A character string as an ID symbol generated by the procedure with a conversion function should be specific to the structural character string, and is required to satisfy substantially the condition of the one-to-one mapping function as follows. Same ID symbol should be generated from the same structural character string. Different ID symbols should be generated from different structural character strings. ID symbol should be a short character string of fixed length or variable length (preferably fixed length).


Generation Method Should be Easy.


Examples of conversion functions preferably used in the method of the present invention are hash functions, more preferably, collision intractable hash functions and universal one-way hash functions. However, as the conversion functions used in the present invention, a strict mathematical proof is not necessarily for their collision intractability, preferably collision intractability and one-directionality, and practically, any function which gives conversion results satisfying the above-mentioned characteristics may be employed.

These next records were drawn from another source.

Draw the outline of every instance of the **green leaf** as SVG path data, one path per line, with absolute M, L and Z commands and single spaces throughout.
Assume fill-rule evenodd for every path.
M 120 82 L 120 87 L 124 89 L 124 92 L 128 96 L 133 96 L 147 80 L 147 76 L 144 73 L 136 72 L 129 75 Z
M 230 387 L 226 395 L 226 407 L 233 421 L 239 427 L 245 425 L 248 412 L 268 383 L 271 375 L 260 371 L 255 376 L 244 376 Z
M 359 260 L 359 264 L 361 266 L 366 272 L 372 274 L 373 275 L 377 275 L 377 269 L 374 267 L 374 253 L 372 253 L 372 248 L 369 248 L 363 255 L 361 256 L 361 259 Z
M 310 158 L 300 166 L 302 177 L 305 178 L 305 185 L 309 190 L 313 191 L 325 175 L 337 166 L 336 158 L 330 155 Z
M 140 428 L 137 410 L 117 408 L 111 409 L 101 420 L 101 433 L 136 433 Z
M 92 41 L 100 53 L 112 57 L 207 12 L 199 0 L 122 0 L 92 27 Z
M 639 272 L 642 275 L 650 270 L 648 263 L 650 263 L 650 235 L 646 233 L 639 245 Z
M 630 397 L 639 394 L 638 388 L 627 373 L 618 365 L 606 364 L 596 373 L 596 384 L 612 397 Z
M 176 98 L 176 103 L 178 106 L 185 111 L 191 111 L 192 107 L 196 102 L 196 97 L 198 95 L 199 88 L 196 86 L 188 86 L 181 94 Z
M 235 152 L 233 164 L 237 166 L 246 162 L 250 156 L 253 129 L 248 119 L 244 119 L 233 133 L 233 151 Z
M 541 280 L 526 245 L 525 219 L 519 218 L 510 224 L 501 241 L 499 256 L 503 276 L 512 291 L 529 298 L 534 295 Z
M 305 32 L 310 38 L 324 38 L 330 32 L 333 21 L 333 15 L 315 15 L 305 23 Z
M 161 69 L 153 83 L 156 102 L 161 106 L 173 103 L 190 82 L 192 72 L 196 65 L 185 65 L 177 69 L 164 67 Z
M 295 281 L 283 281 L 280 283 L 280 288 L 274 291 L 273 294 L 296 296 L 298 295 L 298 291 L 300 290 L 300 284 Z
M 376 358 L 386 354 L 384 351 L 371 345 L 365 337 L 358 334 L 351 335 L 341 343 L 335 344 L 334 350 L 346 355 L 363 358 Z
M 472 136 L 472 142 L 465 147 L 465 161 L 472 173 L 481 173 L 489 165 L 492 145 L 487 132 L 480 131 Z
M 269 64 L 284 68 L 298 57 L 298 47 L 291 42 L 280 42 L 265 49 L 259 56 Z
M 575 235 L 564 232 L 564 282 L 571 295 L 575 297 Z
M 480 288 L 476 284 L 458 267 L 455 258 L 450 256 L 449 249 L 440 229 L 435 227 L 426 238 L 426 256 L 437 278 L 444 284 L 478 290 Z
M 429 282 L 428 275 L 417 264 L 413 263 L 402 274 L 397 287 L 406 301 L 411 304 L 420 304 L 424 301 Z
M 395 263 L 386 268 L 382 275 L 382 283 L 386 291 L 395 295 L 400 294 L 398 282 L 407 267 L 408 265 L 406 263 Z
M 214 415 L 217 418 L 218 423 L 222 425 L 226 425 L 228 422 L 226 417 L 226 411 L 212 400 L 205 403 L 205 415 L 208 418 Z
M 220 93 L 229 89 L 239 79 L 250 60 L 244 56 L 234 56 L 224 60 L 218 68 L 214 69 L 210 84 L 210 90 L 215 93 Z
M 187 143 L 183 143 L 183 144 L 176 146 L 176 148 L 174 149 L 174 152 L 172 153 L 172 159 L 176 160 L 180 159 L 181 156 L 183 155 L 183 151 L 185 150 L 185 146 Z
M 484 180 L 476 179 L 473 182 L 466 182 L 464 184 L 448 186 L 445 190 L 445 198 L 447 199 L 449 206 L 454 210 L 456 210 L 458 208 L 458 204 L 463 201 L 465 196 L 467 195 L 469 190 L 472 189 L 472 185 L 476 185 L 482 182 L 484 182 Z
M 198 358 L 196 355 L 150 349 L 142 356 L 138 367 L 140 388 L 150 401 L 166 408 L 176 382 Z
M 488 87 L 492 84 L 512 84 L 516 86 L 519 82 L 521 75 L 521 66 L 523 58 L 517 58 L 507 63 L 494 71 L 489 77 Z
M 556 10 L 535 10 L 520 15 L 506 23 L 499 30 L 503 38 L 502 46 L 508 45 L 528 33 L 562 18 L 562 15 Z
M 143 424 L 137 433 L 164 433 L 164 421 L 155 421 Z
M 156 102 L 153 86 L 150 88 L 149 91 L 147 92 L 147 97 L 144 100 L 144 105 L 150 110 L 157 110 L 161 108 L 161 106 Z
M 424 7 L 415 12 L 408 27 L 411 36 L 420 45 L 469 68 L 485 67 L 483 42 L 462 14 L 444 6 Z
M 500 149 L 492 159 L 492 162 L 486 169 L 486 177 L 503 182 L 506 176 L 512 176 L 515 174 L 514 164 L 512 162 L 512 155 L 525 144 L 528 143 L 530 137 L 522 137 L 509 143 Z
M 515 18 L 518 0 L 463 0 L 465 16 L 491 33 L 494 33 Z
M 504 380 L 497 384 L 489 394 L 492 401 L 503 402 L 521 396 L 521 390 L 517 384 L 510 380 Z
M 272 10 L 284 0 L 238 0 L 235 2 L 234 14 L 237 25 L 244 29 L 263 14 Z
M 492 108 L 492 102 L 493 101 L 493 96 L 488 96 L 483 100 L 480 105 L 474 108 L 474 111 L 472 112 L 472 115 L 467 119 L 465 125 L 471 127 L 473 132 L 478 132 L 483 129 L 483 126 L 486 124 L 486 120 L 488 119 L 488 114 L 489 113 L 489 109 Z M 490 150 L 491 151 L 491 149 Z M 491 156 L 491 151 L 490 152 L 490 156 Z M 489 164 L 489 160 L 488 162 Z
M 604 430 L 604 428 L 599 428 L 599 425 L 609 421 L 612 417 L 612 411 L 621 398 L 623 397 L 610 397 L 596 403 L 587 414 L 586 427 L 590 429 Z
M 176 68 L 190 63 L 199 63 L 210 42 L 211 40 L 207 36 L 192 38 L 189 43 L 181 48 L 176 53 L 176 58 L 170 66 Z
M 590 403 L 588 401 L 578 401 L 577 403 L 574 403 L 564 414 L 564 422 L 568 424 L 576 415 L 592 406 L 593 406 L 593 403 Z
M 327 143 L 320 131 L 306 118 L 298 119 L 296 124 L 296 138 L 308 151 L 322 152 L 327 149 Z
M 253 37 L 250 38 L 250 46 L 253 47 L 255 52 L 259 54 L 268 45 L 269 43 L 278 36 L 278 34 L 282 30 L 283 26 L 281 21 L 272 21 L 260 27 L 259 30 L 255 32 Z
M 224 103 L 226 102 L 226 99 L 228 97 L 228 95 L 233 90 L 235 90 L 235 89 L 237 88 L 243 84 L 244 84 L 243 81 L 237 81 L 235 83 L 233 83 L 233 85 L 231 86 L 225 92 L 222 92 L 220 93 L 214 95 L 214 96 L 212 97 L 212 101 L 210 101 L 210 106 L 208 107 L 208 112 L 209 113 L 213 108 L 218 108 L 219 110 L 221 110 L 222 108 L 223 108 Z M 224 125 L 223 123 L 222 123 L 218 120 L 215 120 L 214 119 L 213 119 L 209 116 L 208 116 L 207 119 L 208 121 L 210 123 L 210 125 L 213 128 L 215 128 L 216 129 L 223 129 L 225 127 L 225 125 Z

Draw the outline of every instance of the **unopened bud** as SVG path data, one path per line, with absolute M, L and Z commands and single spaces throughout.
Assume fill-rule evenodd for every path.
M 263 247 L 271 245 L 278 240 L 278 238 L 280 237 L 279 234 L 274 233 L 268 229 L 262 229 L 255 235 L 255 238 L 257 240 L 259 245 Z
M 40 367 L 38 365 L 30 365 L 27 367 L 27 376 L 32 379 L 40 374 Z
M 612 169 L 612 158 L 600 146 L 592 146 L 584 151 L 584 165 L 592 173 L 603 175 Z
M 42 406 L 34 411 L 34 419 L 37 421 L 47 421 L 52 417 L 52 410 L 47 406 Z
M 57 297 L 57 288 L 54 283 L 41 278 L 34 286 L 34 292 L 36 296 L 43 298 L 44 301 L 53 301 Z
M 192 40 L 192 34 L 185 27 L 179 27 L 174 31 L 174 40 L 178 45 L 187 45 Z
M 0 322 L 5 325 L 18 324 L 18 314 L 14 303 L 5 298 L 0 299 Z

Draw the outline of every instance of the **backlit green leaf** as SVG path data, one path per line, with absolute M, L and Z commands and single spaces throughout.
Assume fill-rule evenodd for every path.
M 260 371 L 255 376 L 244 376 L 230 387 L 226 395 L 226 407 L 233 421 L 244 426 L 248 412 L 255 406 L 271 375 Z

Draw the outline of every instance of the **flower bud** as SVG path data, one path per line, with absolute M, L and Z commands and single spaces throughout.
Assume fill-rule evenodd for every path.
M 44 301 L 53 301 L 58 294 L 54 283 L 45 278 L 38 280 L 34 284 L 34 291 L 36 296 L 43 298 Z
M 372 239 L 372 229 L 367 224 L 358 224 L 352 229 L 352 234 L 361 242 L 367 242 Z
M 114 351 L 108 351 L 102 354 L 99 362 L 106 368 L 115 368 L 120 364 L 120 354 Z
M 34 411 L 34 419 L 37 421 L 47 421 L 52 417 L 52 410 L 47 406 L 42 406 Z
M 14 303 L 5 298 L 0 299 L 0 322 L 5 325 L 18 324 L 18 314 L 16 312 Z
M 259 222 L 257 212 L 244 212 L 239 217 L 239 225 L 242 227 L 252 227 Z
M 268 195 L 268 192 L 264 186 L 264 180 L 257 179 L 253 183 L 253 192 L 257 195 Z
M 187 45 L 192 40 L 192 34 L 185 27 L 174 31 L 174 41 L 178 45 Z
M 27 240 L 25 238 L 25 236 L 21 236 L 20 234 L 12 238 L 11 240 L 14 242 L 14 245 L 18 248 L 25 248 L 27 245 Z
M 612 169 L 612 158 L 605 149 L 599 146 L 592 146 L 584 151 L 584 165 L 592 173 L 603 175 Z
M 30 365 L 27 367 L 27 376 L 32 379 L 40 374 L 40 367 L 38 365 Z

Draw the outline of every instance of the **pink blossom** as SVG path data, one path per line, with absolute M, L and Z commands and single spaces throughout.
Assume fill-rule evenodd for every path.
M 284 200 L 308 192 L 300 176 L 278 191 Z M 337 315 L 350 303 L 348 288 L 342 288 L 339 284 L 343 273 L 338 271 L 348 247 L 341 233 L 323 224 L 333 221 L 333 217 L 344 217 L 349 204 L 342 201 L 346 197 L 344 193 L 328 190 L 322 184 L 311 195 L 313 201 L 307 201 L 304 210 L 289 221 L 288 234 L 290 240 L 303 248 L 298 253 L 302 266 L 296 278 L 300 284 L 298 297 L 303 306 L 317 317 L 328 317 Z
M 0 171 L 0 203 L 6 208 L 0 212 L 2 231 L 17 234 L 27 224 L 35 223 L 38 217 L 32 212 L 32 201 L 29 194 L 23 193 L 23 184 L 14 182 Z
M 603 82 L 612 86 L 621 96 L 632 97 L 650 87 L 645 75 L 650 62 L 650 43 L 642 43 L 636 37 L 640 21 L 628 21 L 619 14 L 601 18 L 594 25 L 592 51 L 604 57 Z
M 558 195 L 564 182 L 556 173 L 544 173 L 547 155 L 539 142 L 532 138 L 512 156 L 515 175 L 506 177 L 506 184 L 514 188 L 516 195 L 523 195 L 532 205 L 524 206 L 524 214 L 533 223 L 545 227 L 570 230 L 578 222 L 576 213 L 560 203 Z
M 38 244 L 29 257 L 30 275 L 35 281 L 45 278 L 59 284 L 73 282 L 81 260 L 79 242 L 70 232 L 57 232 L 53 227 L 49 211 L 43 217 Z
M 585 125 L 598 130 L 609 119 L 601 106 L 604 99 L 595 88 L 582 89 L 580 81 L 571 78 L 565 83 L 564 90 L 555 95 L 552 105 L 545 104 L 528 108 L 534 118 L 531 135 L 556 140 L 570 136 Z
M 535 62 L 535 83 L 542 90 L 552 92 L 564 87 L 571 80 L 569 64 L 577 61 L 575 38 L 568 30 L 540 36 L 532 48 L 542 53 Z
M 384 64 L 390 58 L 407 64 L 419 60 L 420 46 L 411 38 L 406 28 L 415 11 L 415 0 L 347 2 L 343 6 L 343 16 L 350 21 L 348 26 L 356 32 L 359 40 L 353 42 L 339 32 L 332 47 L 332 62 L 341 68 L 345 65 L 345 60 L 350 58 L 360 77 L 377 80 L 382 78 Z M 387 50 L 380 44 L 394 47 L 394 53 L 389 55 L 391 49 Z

The universal one-way hash function was introduced by Naor and Yung, and is a function wherein it is difficult to obtain the value y which satisfies h(x)=h(y) when the function h and a value x in the defined area are given. On the other hand, the collision intractable hash function was introduced by Damgard, and is a function wherein it is difficult to obtain a pair of different values (x, y) which satisfies h(x)=h(y) when the function h is given.


As for the required conditions for the functions, the collision intractable hash function is more strict than the universal one-way hash function (for reviews of hash functions, consult T. Okamoto and H. Yamamoto, “Series/Johokagaku no Sugaku Gendai Ango (Mathematics of Information Science: Modern Cryptograph)”, Sangyo Tosho; E. Okamoto, “Ango Riron Nyumon (Introduction to Encription Theory)”, Kyoritsu Shuppan). In the present description, hash functions, particularly the collision intractable hash functions or the universal one-way hash functions, should be interpreted in the broadest sense, and in an), sense, they should not be interpreted limitedly. For the methods of the present invention, any functions classified as collision intractable hash functions or universal one-way hash functions can be used.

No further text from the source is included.